O- OZIO

di giuseppe bambace.


Giuseppe BAMBACE
CORSO DI SCRITTURA – LETTERA O2
30-01-2025

OZIO

Ozio è il termine a cui la nostra società dell’homo oeconomicus attribuisce, indiscutibilmente, un’accezione negativa. Lo associa a improduttività, pigrizia, inconcludenza o — peggio ancora — a parassitismo, secondo la logica dei rifiuti: ossia il prodotto di scarto dell’ossessione di crescita indefinita del profitto e del prodotto interno lordo.

Specchiando la prospettiva, ozio, in senso filosofico, emerge invece come condizione di grande valenza interiore. Un valore antitetico rispetto ai dettami dominanti del fare.

Già gli antichi Romani intendevano l’otium come il periodo dedicato al riposo e alla ricerca intellettuale, distinguendolo dal negotium, che identificava le attività rivolte ai propri affari. Quindi, un’esaltazione del tempo libero, rivolto al semplice fine di rinvigorire corpo e mente.

Un’attitudine espressa magistralmente in tempi più ravvicinati da Kafka:

“L'ozio è il principio di tutti i vizi, il coronamento di tutte le virtù.”

Difatti, osservare il mondo circostante, coglierne le sfumature, percepire la realtà con un approccio agnostico, è un esercizio tutt’altro che semplice. Richiede la concentrazione necessaria a ripristinare la circolazione virtuosa di energia vitale, in posizione diametralmente opposta al giogo dell’atto, che attribuisce e riconosce il valore di una persona in misura delle sue attività, in rapporto proporzionale alla sua frenesia.

Forse, estremizzando, si può affermare che riproponga la dicotomia dell’analisi di Fromm fra essere e avere: la ricerca dell’essenza opposta al materialismo, alla fibrillazione di possesso.

Escludendo gli elevati esempi di tanatosi raggiunti dai grandi asceti orientali, si possono comunque individuare situazioni — sia nella vita quotidiana che in quella professionale — che trovano applicazioni concrete nell’uso del linguaggio, nell’impostazione delle relazioni, nonché nelle scelte etiche.

È il recupero del senso delle proprie azioni, che ricerca l’armonia e la condivisione. Pertanto non necessita di conflitti.
In una visione poetica, è la consapevolezza che ogni alba è il preludio ad un’altra giornata migliore, come dipinto a vividi colori da John Steinbeck nei racconti di vita quotidiana e delle imprese dei nativi californiani di Pian della Tortilla.

In antitesi, la pulsione corrente dell’uomo del fare sottende una condotta utilitaristica e predatoria. Il linguaggio e la posa sono animati dalla conflittualità finalizzata alla prevaricazione, per l’acquisizione di un potere illusorio, in quanto effimero.

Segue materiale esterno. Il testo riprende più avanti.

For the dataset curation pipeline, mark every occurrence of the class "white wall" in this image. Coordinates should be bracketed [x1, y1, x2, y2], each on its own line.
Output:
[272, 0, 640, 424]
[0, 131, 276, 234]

La conclusione più degna non può che essere un arguto aforisma di Oscar Wilde:

“Il non far nulla è la cosa più difficile al mondo.”

Per quanto mi riguarda, ho preso consapevolezza di questa pienezza da quando sono entrato nella stagione Quota 100.
Mi rimane un solo rammarico:
se solo avessi saputo quanto è bello essere in pensione, non sarei mai andato a lavorare!